Sa patience lorsqu’elle l’avait rabroué, avait été payée de retour, lorsque une fois métamorphosée par une douche longue, elle en était ressortie sur un mode tendre, lui offrant un premier et long baiser, profond, qui à lui seul avait su embraser sa chair… elle était venue et l’avait embrassé, comme s’ils étaient amant depuis longtemps, alors que leurs lèvres ne s’étaient encore jamais effleurées et lorsqu’elle s’était retournée pour qu’il accroche dans son dos les agrafes d’une robe, il s’était étrangement senti à sa place en complice ancien, comme si les étranges rapports qu’ils entretenaient depuis quelques jours comptaient pour des mois de passion déjà… elle était pénétrée en lui droit comme une lame.
En quelques pas larges il la rattrape, sentant pourtant lourdement dans cette caverne aux fantasmes, trois regards inconnus suivre son mouvement… à côté d’elle, il n’ose pas poser la question qui lui brûle les lèvres et elle aime la fièvre qu’elle lui voit dans le regard, son envie de tout ce qu’elle pourrait vouloir… elle le sent à cet instant à la fois si faible et si fort, tel qu’il ne serait jamais dans l’univers dont il vient où l’on arme le béton et blinde les coffres forts…ici avec elle, il n’ose rien et il est prêt à tout, il réprime les tentations dont ses membres tremblent, mais son corps et son esprit fiévreux réclame… une secousse le parcours quand elle fait glisser sa main sur ses fesses, plongeant vers le sillon qui les sépare, mais il ne fait pas un mouvement pour fuir, il a peur mais n’a pas un geste de fuite… elle aime ça… c’est là qu’elle place le véritable courage…, pour lui bien sûr… il ne serait pas question qu’il inverse les rôles… elle savoure aussi les regards de trois hommes et de la femme qui n’ont rien perdu de son geste et de la docilité dont il l’accepte… comme au théâtre, autant pour lui que pour la galerie, elle se penche ostensiblement vers son oreille : J’ai besoin de savoir, tu comprends, savoir ce qu’ils ont ressenti, je veux tout reconstituer, c’est toi que je veux comme cobaye, personne d’autre et rien que toi.

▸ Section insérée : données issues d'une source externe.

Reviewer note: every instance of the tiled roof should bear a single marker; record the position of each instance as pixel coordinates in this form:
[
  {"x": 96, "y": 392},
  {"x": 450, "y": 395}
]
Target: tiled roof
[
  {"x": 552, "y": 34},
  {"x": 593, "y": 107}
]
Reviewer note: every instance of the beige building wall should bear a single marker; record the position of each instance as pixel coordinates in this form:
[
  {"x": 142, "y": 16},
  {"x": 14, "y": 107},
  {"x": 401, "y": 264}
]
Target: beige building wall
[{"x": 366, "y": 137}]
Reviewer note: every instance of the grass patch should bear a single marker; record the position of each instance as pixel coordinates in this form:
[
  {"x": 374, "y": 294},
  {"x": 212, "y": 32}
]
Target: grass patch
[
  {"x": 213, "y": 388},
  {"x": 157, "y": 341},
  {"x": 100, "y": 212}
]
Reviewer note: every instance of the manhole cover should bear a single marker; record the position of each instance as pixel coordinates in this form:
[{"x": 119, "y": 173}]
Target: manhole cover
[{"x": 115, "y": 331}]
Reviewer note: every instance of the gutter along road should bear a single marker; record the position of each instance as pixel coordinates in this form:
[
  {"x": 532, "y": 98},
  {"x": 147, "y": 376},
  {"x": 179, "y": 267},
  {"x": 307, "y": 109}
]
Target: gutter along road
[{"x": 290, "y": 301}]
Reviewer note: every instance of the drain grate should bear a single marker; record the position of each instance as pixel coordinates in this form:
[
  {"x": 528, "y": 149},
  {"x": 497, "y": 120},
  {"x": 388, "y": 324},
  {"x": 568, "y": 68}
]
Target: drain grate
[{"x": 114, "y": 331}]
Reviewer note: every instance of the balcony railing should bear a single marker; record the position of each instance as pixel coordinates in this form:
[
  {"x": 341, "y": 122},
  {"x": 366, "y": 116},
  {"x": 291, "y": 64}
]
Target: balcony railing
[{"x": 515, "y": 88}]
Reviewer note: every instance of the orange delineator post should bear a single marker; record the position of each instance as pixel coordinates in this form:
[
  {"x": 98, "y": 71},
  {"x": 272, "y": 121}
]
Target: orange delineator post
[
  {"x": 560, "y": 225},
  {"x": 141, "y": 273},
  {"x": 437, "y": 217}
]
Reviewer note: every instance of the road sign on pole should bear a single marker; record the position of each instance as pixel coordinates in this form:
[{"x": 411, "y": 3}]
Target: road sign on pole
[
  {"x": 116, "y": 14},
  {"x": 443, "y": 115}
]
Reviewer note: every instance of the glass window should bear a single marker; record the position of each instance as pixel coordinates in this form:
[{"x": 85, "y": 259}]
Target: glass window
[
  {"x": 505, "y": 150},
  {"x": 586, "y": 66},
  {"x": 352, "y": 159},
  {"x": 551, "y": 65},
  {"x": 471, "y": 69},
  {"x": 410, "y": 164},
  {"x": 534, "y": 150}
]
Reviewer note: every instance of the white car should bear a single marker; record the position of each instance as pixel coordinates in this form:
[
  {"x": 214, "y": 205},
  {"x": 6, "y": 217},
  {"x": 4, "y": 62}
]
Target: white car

Tout en savourant le contraste gourmand de son regard honteux et de son sexe qui sous le pantalon bande, elle le pousse vers le vendeur suivant, qui les dévisages franchement et demande : Il me faudrait une combinaison en latex, à la taille de ce monsieur, très ajustée.
Lorsque le vendeur demande « noir ou chair ? », elle répond en traquant ses émotions : Elle est déjà commandée, transparente.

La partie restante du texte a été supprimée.